6 Conclusion and future work

Metaheuristic optimization algorithms are now commonly used to solve different engineering problems. Despite the available algorithms, new algorithms with extended abilities are continuously proposed to overcome the problems of the existing algorithms. This paper proposes an Improved algorithm based on the well-known Harris Hawks optimization algorithm. The algorithm proposed in this study emphasizes the utilization of random location-based habitats during the exploration phase and the implementation of strategies 1, 3, and 4 during the exploitation phase. The improved algorithm is capable of achieving a good balance between exploration and exploitation due to the modifications of each phase. Our suggested algorithm IHHO is benchmarked against not only the original HHO, but also against state-of-the-art algorithms, namely grey wolf optimization, BAT algorithm, teaching–learning-based optimization, moth-flame optimization, and whale optimization algorithm. IHHO is also compared with other modifications of HHO, namely BHHO, MHHO, and logHHO. Different benchmark functions with varying difficulties CEC2017, CEC2019, CEC2020, and 52 benchmark functions were used. We have also applied these algorithms to six classical real-world engineering problems.

Compared to other variations of HHO, BHHO performed well in CEC 2017 but failed to advance and escape the local solution in CEC 2020 and CEC 2019. LogHHO did well in CEC 2019 but was not able to get ahead and out of the local solution in CEC 2017, and CEC 2020 MHHO did well in CEC 2020, however, it failed in CEC 2017 and CEC 2019. However, the enhanced modification (IHHO) demonstrated exceptional performance in the majority of benchmark equations (CEC2017, CEC2019, etc.), surpassing all other modifications implemented on it.

The numerical results show the superiority of the proposed algorithm IHHO over other algorithms (GWO, BAT, WOA, TLBO, and MFO), which is visually proven using different convergence curves but IHHO was able to overcome them and achieve the global solution in most benchmarks. The IHHO rank is compared to other algorithms using a statistical test of the mean Friedman rank. Friedman tests showed that the suggested algorithm outperforms GWO, BAT, WOA, TLBO, MFO, and three HHO variations (BHHO, LogHHO, and MHHO).
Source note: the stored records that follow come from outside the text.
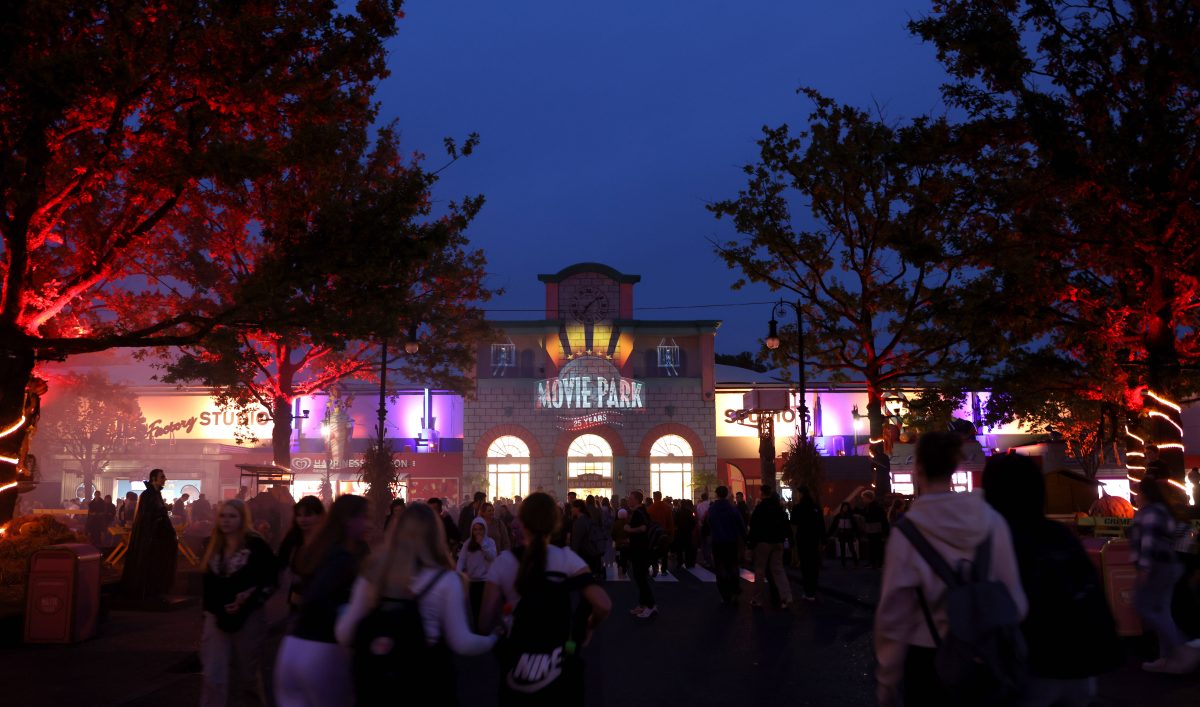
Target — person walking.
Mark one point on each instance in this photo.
(474, 559)
(1069, 629)
(810, 532)
(239, 576)
(768, 529)
(727, 532)
(413, 567)
(1156, 529)
(845, 526)
(312, 670)
(955, 526)
(640, 555)
(538, 585)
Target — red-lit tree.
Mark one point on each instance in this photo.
(877, 267)
(359, 259)
(129, 131)
(1092, 107)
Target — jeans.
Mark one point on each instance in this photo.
(640, 570)
(771, 556)
(232, 661)
(1152, 599)
(725, 567)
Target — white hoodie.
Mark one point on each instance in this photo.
(955, 525)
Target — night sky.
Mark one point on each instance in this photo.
(606, 127)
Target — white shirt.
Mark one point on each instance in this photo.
(558, 559)
(443, 612)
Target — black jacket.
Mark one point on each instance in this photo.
(768, 523)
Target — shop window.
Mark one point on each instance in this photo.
(508, 467)
(589, 466)
(671, 463)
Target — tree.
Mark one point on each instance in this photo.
(1086, 115)
(127, 132)
(93, 420)
(882, 288)
(395, 268)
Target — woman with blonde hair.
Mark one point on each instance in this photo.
(412, 579)
(239, 575)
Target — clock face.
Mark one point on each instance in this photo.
(589, 305)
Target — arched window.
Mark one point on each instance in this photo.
(589, 466)
(508, 467)
(671, 466)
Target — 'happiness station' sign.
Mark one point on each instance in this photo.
(594, 389)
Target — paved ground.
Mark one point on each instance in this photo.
(695, 652)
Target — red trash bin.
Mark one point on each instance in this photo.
(63, 594)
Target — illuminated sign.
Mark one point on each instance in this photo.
(594, 389)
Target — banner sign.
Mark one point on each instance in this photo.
(594, 390)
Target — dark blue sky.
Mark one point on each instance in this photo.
(606, 127)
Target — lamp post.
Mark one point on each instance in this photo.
(773, 343)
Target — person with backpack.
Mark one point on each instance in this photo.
(541, 655)
(1155, 538)
(951, 564)
(1069, 629)
(407, 612)
(474, 561)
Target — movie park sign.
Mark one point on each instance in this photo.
(589, 391)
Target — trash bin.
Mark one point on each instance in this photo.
(63, 594)
(1120, 581)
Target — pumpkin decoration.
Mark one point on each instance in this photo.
(1111, 507)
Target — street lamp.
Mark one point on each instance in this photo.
(773, 342)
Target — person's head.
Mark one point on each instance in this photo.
(233, 523)
(937, 457)
(417, 540)
(1014, 486)
(307, 514)
(346, 526)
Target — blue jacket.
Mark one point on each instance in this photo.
(724, 521)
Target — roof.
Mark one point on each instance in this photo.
(599, 268)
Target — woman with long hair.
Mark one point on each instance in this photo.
(312, 670)
(1156, 529)
(545, 575)
(414, 565)
(239, 575)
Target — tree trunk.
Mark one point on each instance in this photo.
(281, 431)
(881, 460)
(16, 375)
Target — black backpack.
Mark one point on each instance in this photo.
(540, 661)
(390, 648)
(982, 659)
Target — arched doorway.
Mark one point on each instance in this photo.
(671, 466)
(508, 467)
(589, 466)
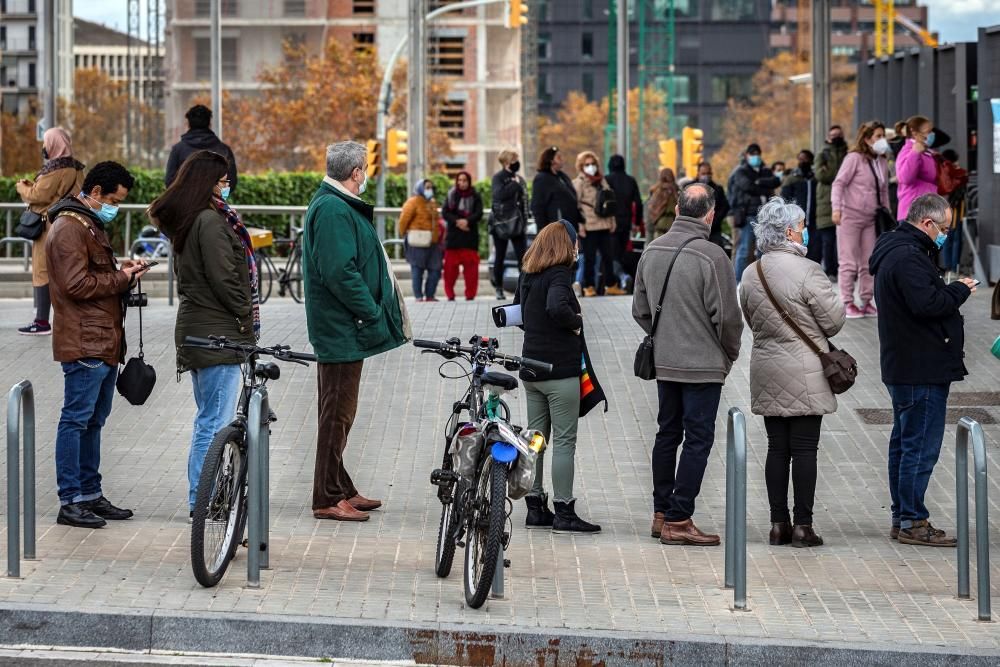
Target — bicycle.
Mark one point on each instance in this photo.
(476, 506)
(220, 507)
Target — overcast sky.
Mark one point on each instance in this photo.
(955, 20)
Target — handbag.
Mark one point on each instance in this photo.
(644, 366)
(136, 381)
(885, 221)
(839, 368)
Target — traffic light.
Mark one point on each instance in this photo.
(668, 154)
(374, 158)
(693, 150)
(396, 148)
(517, 13)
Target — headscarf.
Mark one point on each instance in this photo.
(664, 194)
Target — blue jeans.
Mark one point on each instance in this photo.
(89, 387)
(216, 389)
(918, 416)
(424, 281)
(745, 247)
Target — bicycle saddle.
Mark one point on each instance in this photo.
(502, 380)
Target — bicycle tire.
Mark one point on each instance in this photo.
(216, 501)
(485, 534)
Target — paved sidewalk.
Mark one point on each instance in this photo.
(859, 588)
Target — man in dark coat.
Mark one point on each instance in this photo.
(199, 137)
(921, 336)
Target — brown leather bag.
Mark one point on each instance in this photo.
(839, 367)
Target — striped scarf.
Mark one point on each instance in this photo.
(233, 218)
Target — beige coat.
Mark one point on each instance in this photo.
(786, 376)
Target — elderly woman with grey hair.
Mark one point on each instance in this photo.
(787, 385)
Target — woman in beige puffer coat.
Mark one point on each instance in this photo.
(787, 385)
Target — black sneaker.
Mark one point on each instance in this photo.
(78, 516)
(103, 508)
(36, 328)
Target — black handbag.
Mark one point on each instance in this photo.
(644, 366)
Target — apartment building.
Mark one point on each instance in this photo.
(471, 51)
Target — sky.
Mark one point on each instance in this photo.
(955, 20)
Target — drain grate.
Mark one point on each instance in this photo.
(883, 416)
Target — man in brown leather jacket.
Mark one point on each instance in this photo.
(87, 287)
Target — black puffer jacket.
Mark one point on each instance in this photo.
(551, 315)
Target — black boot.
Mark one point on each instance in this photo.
(566, 520)
(539, 514)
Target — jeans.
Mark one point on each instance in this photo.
(89, 387)
(918, 417)
(795, 441)
(687, 412)
(745, 247)
(216, 390)
(424, 288)
(554, 409)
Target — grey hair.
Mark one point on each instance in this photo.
(343, 157)
(931, 206)
(774, 219)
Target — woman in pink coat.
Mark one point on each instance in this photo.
(916, 168)
(861, 185)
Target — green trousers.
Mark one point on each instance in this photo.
(553, 409)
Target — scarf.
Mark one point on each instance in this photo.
(233, 218)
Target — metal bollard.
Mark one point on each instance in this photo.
(20, 401)
(736, 508)
(967, 426)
As with every proposed algorithm, IHHO has some limitations. First, IHHO has solved the problem of sensitivity to parameters in the original HHO. The results of the discussed problems are promising. However, this may be ineffective in other problems. Second, convergence time increases with complexity, which opens a window for future research directions to solve this issue. Finally, as this area of research is continuously improving, new algorithms with better performance may be developed.

In future work, we plan to further improve the proposed algorithm. Problem–based adaptive parameters can be used. The binary version of the algorithm can also be developed for classification tasks.